Dillo not rendering HTML with comments before <!DOCTYPE>

Kevin Koster

April 20, 2024

4 a.m.

This problem was present in 3.0.5 as well as in 3.1.0-rc1. URL: http://www.lemis.com/ CSS: enabled or disabled Summary: Won't render HTML with comments before <!DOCTYPE>. Pages on this website aren't rendered, just displayed as source code. Although they are XHTML, this doesn't appear to be due to this bug: https://bugs.debian.org/cgi-bin/bugreport.cgi?bug=1036382 If I save the file as lemis.xhtml and remove the two comment lines before the <!DOCTYPE> declaration, then it renders when I load it with file:// or http://, otherwise it doesn't. My reading is that comments there are valid for HTML 4 (which is declared in the page's <!DOCTYPE>) since the standard says: White space (spaces, newlines, tabs, and comments) may appear before or after each section. https://www.w3.org/TR/html401/struct/global.html#h-7.1

Show replies by date

Rodrigo Arias

April 2024

12:35 p.m.

Hi, On Sat, Apr 20, 2024 at 02:00:05PM +1000, Kevin Koster wrote:

...

This problem was present in 3.0.5 as well as in 3.1.0-rc1.

URL: http://www.lemis.com/ CSS: enabled or disabled Summary: Won't render HTML with comments before <!DOCTYPE>. Pages on this website aren't rendered, just displayed as source code. Although they are XHTML, this doesn't appear to be due to this bug: https://bugs.debian.org/cgi-bin/bugreport.cgi?bug=1036382 If I save the file as lemis.xhtml and remove the two comment lines before the <!DOCTYPE> declaration, then it renders when I load it with file:// or http://, otherwise it doesn't.

My reading is that comments there are valid for HTML 4 (which is declared in the page's <!DOCTYPE>) since the standard says: White space (spaces, newlines, tabs, and comments) may appear before or after each section. https://www.w3.org/TR/html401/struct/global.html#h-7.1

Yeah, the current detection mechanism in Dillo for content types is not very good. It searches for the doctype line at the beginning of the document[1] but it doesn't handle comments. [1]:https://github.com/dillo-browser/dillo/blob/v3.1.0-rc1/src/misc.c#L148 We should rely on the Content-Type provided by the server, or at least improve the detection. Best, Rodrigo.

Rodrigo Arias

9:29 p.m.

Hi, On Sat, Apr 20, 2024 at 02:35:10PM +0200, Rodrigo Arias wrote:

...

Hi,

On Sat, Apr 20, 2024 at 02:00:05PM +1000, Kevin Koster wrote:

...
This problem was present in 3.0.5 as well as in 3.1.0-rc1.

URL: http://www.lemis.com/ CSS: enabled or disabled Summary: Won't render HTML with comments before <!DOCTYPE>. Pages on this website aren't rendered, just displayed as source code. Although they are XHTML, this doesn't appear to be due to this bug: https://bugs.debian.org/cgi-bin/bugreport.cgi?bug=1036382 If I save the file as lemis.xhtml and remove the two comment lines before the <!DOCTYPE> declaration, then it renders when I load it with file:// or http://, otherwise it doesn't.

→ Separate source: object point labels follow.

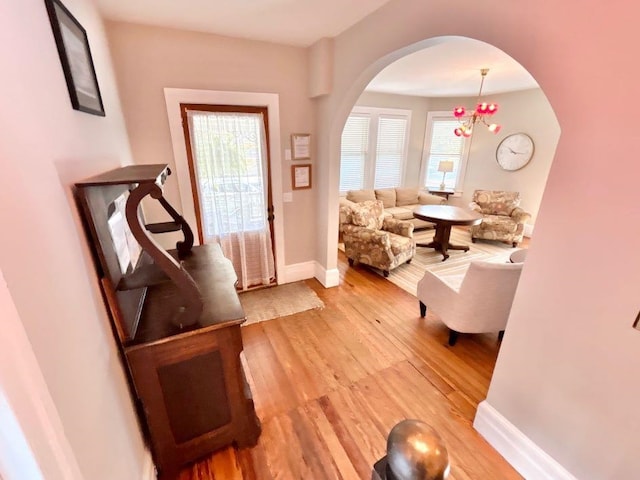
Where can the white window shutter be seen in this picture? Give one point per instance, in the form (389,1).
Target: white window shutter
(355,146)
(390,151)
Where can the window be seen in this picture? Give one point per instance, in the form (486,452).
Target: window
(440,143)
(374,148)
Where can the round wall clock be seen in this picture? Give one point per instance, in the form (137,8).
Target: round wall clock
(515,151)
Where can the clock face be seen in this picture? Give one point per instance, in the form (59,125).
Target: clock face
(515,151)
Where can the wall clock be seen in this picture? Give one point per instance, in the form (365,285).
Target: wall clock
(515,151)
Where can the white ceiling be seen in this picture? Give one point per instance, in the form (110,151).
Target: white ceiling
(450,68)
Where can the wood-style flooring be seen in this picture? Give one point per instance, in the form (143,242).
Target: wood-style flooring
(329,385)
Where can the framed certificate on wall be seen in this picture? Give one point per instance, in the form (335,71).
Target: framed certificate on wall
(300,146)
(300,176)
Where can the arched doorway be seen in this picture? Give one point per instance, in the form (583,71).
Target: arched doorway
(435,79)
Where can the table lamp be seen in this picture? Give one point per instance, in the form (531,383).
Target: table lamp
(445,166)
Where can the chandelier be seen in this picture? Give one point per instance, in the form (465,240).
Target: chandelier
(482,111)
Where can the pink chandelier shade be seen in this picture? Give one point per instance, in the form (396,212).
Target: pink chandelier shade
(480,114)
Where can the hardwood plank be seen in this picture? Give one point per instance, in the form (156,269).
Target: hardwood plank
(329,385)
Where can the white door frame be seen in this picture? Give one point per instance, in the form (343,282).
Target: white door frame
(174,97)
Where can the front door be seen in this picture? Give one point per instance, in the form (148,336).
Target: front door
(228,155)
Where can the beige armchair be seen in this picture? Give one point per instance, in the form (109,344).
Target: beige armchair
(374,239)
(502,218)
(477,302)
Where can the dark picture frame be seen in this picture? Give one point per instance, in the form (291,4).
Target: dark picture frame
(75,56)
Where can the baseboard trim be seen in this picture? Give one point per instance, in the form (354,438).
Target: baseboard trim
(524,455)
(297,272)
(328,278)
(305,270)
(149,470)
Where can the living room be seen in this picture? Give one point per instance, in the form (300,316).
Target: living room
(429,84)
(565,376)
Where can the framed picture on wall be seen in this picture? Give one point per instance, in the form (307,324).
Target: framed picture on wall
(75,56)
(300,146)
(300,176)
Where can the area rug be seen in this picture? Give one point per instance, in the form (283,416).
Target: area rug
(280,301)
(453,269)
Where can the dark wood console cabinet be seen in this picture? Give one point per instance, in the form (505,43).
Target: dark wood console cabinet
(176,317)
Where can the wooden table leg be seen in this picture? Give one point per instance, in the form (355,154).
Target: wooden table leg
(440,241)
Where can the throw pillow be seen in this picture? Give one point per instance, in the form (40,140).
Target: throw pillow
(369,214)
(406,196)
(361,195)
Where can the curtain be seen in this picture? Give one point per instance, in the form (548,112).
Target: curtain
(229,157)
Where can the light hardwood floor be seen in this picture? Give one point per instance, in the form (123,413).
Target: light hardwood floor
(329,384)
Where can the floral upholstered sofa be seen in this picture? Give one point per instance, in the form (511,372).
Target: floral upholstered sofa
(375,239)
(502,217)
(399,203)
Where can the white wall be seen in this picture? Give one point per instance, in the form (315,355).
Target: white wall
(45,145)
(566,376)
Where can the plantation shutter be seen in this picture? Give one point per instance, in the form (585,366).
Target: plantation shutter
(355,146)
(390,151)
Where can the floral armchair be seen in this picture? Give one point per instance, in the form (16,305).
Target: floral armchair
(502,218)
(374,239)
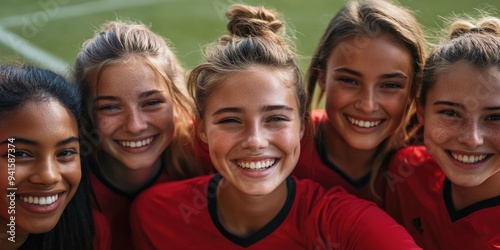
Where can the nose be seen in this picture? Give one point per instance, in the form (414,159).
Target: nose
(366,101)
(135,121)
(254,138)
(46,172)
(471,134)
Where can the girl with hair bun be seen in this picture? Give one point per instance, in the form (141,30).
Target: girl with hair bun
(447,193)
(368,68)
(137,121)
(251,111)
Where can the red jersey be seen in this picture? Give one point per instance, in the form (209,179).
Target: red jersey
(115,204)
(419,197)
(314,164)
(102,237)
(183,215)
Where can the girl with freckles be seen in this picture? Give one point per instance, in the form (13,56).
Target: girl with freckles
(39,114)
(447,193)
(136,121)
(250,103)
(367,67)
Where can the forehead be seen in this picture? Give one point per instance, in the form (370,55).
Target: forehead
(46,120)
(129,78)
(467,84)
(381,53)
(255,86)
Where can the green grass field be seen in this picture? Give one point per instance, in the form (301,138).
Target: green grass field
(50,32)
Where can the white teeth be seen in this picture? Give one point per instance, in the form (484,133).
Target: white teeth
(256,166)
(364,124)
(468,158)
(40,200)
(136,144)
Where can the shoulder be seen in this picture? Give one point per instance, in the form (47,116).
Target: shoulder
(173,191)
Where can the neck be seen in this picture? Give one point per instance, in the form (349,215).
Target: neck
(244,215)
(355,163)
(128,180)
(11,238)
(466,196)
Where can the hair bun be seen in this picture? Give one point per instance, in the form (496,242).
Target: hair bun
(487,25)
(247,21)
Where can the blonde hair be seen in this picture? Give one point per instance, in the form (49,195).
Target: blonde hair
(372,18)
(115,43)
(471,41)
(256,37)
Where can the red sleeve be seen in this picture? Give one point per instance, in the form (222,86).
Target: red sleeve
(102,236)
(341,220)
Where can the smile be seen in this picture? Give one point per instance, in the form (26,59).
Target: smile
(43,201)
(364,124)
(469,159)
(137,144)
(256,166)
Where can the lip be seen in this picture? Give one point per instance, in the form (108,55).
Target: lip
(478,159)
(150,140)
(375,124)
(40,209)
(248,166)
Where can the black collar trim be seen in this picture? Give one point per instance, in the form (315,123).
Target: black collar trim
(263,232)
(457,215)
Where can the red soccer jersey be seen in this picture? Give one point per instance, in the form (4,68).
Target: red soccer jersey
(102,237)
(419,197)
(313,164)
(183,215)
(115,205)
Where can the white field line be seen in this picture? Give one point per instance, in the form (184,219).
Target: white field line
(35,54)
(58,11)
(42,57)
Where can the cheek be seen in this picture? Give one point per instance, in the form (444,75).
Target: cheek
(72,175)
(336,98)
(395,106)
(436,133)
(106,125)
(166,122)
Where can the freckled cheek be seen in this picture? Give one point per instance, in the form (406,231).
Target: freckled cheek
(107,125)
(438,133)
(493,137)
(165,121)
(72,175)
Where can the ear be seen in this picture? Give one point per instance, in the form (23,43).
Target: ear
(420,114)
(302,129)
(201,131)
(321,79)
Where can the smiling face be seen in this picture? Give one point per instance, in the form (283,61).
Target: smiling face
(134,113)
(462,124)
(47,164)
(366,83)
(253,129)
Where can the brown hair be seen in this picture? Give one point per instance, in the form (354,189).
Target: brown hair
(373,18)
(115,43)
(256,37)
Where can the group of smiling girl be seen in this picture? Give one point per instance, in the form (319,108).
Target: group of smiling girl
(405,153)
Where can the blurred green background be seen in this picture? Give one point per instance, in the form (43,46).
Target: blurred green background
(50,32)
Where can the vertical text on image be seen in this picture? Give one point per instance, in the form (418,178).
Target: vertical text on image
(11,189)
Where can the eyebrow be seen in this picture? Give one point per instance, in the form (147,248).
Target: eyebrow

My reading is that comments there are valid for HTML 4 (which is declared in the page's <!DOCTYPE>) since the standard says: White space (spaces, newlines, tabs, and comments) may appear before or after each section. https://www.w3.org/TR/html401/struct/global.html#h-7.1

Yeah, the current detection mechanism in Dillo for content types is not very good. It searches for the doctype line at the beginning of the document[1] but it doesn't handle comments.

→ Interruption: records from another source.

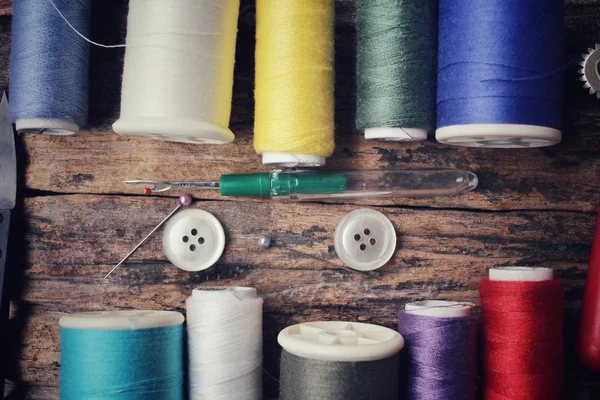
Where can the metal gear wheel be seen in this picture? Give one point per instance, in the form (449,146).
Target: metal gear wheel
(589,70)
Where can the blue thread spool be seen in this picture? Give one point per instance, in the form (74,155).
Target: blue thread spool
(49,66)
(500,73)
(132,355)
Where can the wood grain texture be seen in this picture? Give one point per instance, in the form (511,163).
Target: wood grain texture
(440,254)
(75,219)
(564,177)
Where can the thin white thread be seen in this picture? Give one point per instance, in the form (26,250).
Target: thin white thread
(225,344)
(81,35)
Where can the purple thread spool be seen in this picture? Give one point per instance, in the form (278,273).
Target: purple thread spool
(441,342)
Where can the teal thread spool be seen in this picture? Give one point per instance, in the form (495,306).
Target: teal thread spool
(396,69)
(122,355)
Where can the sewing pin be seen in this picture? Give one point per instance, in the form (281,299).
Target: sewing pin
(184,201)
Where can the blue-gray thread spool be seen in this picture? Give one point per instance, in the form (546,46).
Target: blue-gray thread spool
(122,355)
(339,361)
(49,66)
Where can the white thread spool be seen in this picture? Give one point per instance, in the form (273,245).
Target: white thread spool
(225,344)
(178,74)
(521,274)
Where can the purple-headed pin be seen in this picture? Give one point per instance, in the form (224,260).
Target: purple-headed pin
(185,200)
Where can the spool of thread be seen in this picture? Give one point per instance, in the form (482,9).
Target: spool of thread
(588,344)
(339,361)
(225,344)
(523,334)
(49,66)
(441,341)
(294,121)
(500,73)
(178,74)
(396,69)
(126,355)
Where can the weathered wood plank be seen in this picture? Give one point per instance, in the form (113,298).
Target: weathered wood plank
(69,242)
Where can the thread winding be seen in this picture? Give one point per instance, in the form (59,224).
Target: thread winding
(500,62)
(523,339)
(442,356)
(178,74)
(49,66)
(225,344)
(294,79)
(127,363)
(396,66)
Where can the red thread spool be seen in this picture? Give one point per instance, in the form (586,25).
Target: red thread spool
(588,343)
(523,318)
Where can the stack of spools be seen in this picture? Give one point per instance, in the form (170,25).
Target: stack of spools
(178,74)
(294,121)
(500,73)
(339,361)
(133,355)
(49,66)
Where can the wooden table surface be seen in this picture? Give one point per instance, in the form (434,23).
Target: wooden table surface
(74,219)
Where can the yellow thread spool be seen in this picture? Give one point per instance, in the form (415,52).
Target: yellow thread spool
(294,121)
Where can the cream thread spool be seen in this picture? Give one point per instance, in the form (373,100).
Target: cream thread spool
(178,74)
(225,344)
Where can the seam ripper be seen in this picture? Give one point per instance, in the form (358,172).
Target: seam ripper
(309,185)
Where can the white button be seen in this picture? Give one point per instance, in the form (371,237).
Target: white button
(365,239)
(193,239)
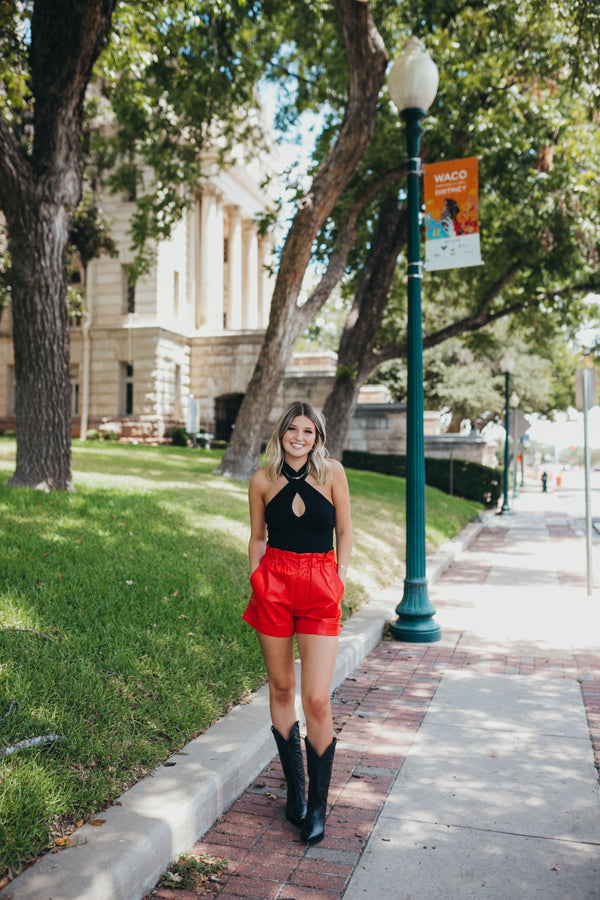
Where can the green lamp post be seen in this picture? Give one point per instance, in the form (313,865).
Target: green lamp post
(514,402)
(507,364)
(412,84)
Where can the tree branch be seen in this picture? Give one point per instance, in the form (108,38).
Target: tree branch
(344,243)
(15,170)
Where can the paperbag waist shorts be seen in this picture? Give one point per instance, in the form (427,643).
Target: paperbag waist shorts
(295,593)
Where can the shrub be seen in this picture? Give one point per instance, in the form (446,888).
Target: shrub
(470,480)
(177,435)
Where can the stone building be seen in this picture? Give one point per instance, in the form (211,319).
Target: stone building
(193,326)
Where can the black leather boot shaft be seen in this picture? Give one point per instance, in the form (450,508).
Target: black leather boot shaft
(292,763)
(319,778)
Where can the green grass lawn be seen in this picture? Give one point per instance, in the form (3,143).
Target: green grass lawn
(135,584)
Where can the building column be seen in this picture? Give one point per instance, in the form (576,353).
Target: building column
(235,317)
(209,311)
(250,276)
(266,281)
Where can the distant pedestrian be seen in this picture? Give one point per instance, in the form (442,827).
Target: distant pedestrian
(297,501)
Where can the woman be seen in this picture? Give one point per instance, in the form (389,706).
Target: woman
(296,502)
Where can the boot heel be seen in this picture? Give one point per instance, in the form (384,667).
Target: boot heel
(292,763)
(319,779)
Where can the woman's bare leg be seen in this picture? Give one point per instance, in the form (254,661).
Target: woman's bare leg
(317,661)
(278,654)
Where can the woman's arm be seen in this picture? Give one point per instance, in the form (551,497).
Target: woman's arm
(258,527)
(343,522)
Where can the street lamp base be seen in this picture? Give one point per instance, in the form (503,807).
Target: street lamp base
(415,623)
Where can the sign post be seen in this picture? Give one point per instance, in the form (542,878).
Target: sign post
(586,388)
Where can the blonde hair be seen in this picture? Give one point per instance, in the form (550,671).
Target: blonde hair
(318,465)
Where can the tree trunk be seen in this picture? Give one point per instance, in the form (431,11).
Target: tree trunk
(367,58)
(355,355)
(41,346)
(38,195)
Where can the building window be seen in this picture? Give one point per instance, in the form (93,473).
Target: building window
(177,398)
(127,389)
(128,289)
(176,293)
(75,390)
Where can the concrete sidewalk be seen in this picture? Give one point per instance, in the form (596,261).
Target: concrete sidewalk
(464,768)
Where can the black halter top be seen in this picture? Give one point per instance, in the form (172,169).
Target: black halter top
(312,532)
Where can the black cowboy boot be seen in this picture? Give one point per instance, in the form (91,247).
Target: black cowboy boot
(319,777)
(292,763)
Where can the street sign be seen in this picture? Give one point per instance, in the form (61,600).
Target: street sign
(592,388)
(193,417)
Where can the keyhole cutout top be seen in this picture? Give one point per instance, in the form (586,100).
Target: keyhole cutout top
(298,506)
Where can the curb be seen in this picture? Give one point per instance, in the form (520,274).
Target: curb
(163,815)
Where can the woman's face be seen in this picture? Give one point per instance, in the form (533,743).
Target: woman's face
(298,441)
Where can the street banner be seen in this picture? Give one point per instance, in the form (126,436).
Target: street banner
(452,214)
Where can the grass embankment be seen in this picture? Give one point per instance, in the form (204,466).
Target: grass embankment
(128,593)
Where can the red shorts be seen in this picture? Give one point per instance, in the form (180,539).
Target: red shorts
(295,593)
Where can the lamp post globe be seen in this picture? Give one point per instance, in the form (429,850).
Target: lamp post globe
(507,365)
(412,84)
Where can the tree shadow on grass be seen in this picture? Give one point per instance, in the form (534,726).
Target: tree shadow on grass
(137,601)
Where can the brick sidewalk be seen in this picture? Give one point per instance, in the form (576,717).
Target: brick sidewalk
(377,713)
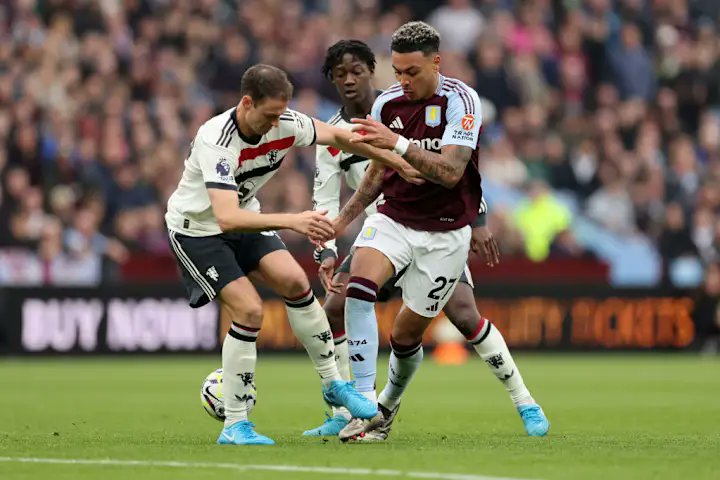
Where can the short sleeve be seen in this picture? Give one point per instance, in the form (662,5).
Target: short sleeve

[1]:https://github.com/dillo-browser/dillo/blob/v3.1.0-rc1/src/misc.c#L148

We should rely on the Content-Type provided by the server, or at least improve the detection.

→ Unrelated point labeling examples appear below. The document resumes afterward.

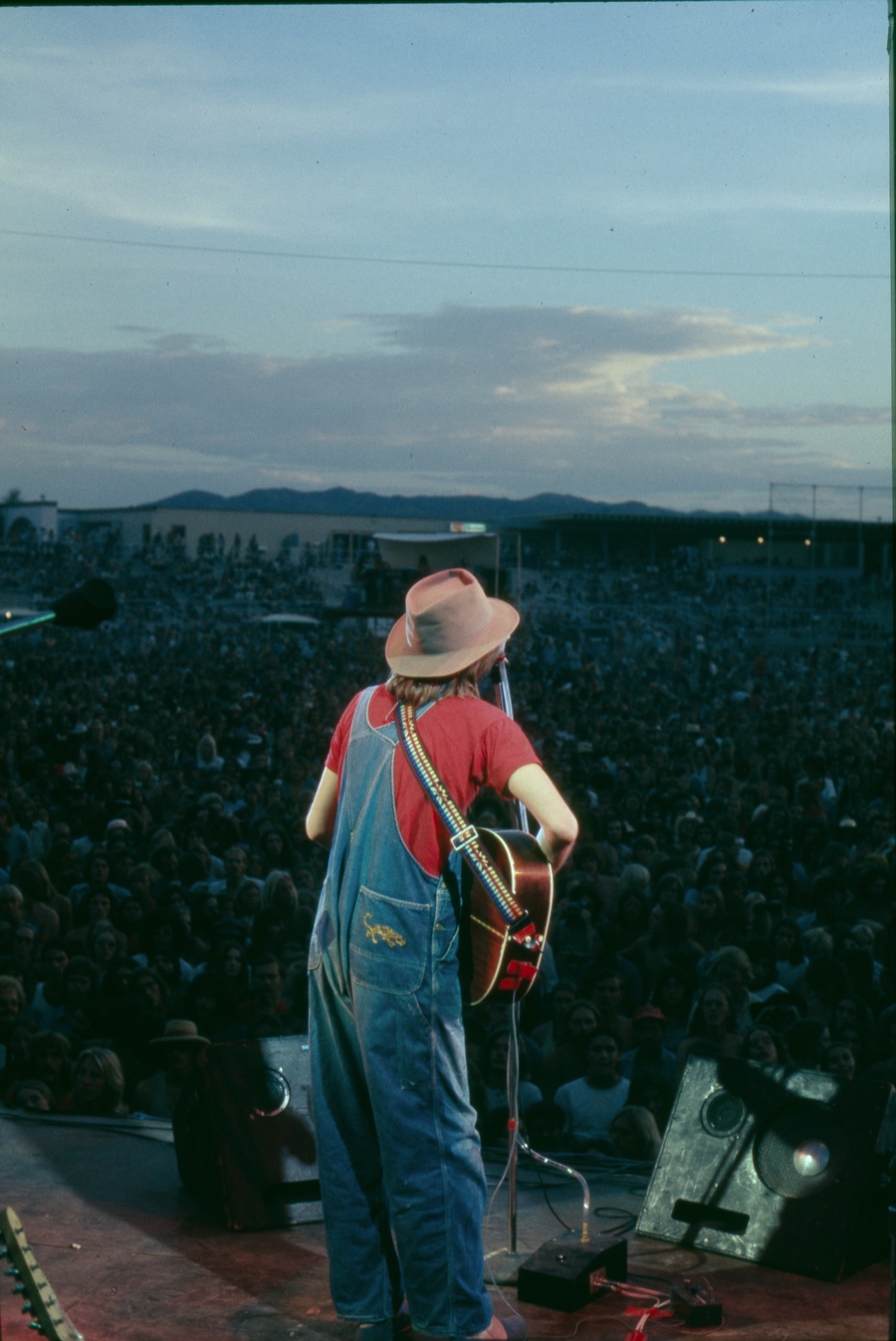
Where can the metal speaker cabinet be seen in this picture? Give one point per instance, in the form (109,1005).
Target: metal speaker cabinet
(242,1135)
(777,1166)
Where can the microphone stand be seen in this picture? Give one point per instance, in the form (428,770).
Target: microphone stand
(507,1260)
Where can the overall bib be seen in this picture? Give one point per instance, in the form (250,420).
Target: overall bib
(397,1146)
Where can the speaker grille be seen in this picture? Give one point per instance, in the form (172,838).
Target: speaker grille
(801,1152)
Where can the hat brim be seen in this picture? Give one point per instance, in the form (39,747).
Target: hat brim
(173,1038)
(437,665)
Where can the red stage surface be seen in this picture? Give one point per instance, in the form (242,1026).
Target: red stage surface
(131,1256)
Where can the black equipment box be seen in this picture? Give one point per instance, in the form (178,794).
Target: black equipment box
(566,1274)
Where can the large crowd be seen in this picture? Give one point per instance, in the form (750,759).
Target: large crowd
(731,892)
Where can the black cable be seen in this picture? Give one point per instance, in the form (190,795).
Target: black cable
(436,265)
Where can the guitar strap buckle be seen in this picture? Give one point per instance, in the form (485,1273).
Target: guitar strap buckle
(463,838)
(525,934)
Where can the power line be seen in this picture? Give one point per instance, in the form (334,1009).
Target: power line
(435,265)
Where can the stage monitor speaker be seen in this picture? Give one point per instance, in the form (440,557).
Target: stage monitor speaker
(242,1135)
(776,1166)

So, this is a tricky case. Dillo has several content types for a single document sorted by priority, the first one set defines the content type of the document: 1. The "override type" used to override the type (highest priority) 2. The "meta type" given by the <meta ... content="..."> tag in HTML 3. The "http type" given by the HTTP Content-Type header 4. The "guessed type" based on the document data (lowest priority) They all start set to NULL. At first, the server sends "text/html; charset=UTF-8" which defines the http type:

...

% curl -sI http://www.lemis.com/ | grep Content Content-Type: text/html; charset=UTF-8

The guessed type is also wrongly set to "text/plain" due to the comments in the beginning which cause a mismatch of the "<!doctype". This is the *first bug*. As the document continues loading, the <meta> tag is found:

...

% curl -s http://www.lemis.com/ | grep Content <meta http-equiv="Content-Type" content="text/xhtml; charset=utf-8"/>

Which sets the meta type to "text/xhtml". So far we have this situation: override_type = NULL meta_type = "text/xhtml; charset=utf-8" http_type = "text/html; charset=UTF-8" guessed_type = "text/plain" While setting the meta type, there is also an special rule as a workaround for Doxygen pages, which checks if the the content type of the meta tag begins with "text/xhtml" (which it does) and if so sets the override type to the guessed type: https://github.com/dillo-browser/dillo/blob/a0151cbc86166731465b963ea3addb04... So the types are left as follows: override_type = "text/plain" meta_type = "text/xhtml; charset=utf-8" http_type = "text/html; charset=UTF-8" guessed_type = "text/plain" This causes the type of the document to be handled as "text/plain". The "text/xhtml" type should be defined as "application/xhtml+xml", as the W3 describes: https://www.w3.org/TR/xhtml-media-types/#media-types Which Dillo handles fine. So, I'm thinking in transforming the "text/xhtml" to "application/xhtml+xml", better than relying on the guessed type. The types end up being: override_type = "application/xhtml+xml; charset=utf-8" meta_type = "text/xhtml; charset=utf-8" http_type = "text/html; charset=UTF-8" guessed_type = "text/plain" That solves the problem. AFAIK, the "text/xhtml" is not standardized. It was mentioned in the XHTML 1.0 draft on February 1999: https://www.w3.org/TR/1999/WD-html-in-xml-19990224/#h-5.1.3 On March they raised concern about it: https://www.w3.org/TR/1999/WD-html-in-xml-19990304/

...

There is one issue that is still mildly contentious within the working group, and that we are especially interested in receiving comments on: whether we should register a new Internet media type "text/xhtml".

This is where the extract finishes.